KAFY
- Bakersfield, California; United States;
- Frequency: 1100 kHz

Programming
- Language: Spanish
- Format: Catholic

Ownership
- Owner: El Sembrador Ministries

History
- First air date: 2000

Technical information
- Licensing authority: FCC
- Facility ID: 36027
- Class: B
- Power: 4,200 watts (day); 800 watts (night);
- Transmitter coordinates: 35°27′0″N 118°56′48″W﻿ / ﻿35.45000°N 118.94667°W

Links
- Public license information: Public file; LMS;

= KAFY =

KAFY (1100 AM) is a radio station broadcasting a Spanish-language Catholic format. Licensed to Bakersfield, California, United States, the station is owned by El Sembrador Ministries of Los Angeles and is an affiliate of the ESNE (El Sembrador Nueva Evangelización) Network.

==History==
KAFY signed on in 1946. In the 1960s & 1970s, KAFY was the top-rated rock station in the Bakersfield area, as well as the largest per capita in the country.
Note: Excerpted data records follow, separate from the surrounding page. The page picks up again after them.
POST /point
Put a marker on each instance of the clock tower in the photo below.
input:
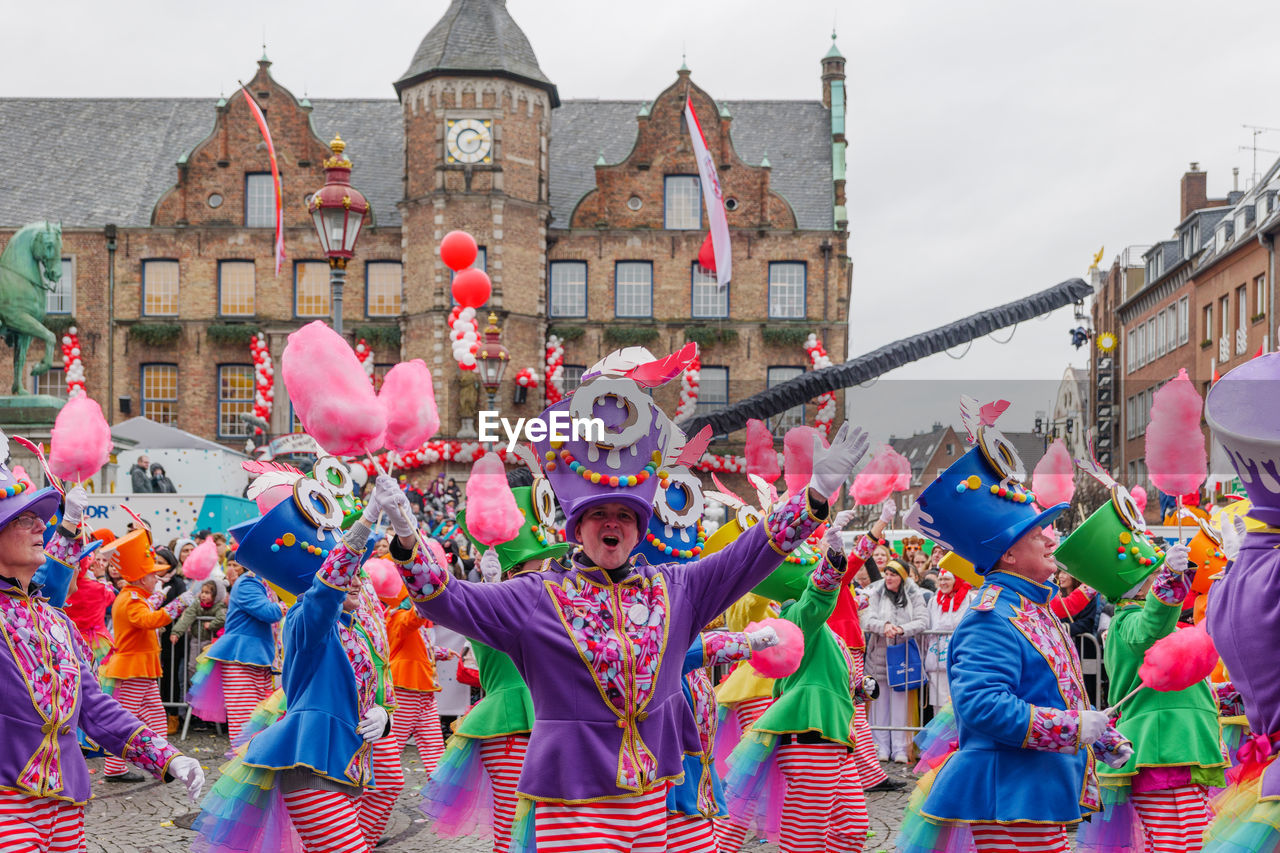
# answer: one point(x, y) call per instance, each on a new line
point(476, 112)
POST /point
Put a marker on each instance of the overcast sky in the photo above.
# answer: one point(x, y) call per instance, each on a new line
point(995, 145)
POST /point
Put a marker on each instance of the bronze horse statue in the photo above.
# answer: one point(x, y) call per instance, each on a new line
point(31, 258)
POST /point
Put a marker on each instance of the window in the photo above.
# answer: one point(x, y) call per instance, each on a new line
point(311, 288)
point(712, 389)
point(567, 295)
point(384, 288)
point(707, 297)
point(259, 200)
point(792, 416)
point(786, 290)
point(632, 290)
point(572, 377)
point(234, 398)
point(684, 203)
point(236, 288)
point(53, 383)
point(62, 299)
point(160, 393)
point(159, 287)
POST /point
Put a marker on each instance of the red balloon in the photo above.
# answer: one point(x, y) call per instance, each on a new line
point(458, 250)
point(471, 287)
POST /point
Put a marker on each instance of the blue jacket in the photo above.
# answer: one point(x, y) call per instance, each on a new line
point(247, 635)
point(1019, 756)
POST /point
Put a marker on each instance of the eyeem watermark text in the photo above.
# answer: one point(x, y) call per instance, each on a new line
point(557, 427)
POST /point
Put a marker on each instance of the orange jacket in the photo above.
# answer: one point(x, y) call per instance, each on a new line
point(137, 648)
point(412, 660)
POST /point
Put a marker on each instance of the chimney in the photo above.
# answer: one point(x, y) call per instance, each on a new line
point(1194, 191)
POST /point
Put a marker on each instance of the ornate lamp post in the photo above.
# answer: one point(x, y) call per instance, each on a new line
point(338, 211)
point(493, 359)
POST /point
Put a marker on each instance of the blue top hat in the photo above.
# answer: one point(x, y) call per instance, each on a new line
point(978, 507)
At that time it was located at 550 AM. KAFY was among the several stations in California using the "Boss Radio" format, similar to KHJ in Los Angeles, KFRC in San Francisco, KGB in San Diego and KYNO in Fresno. In a business deal with Buck Owens, the owner of KUZZ (a country station), the station switched frequencies. On November 9, 2000, the station on 1100 kHz was granted the KAFY call letters.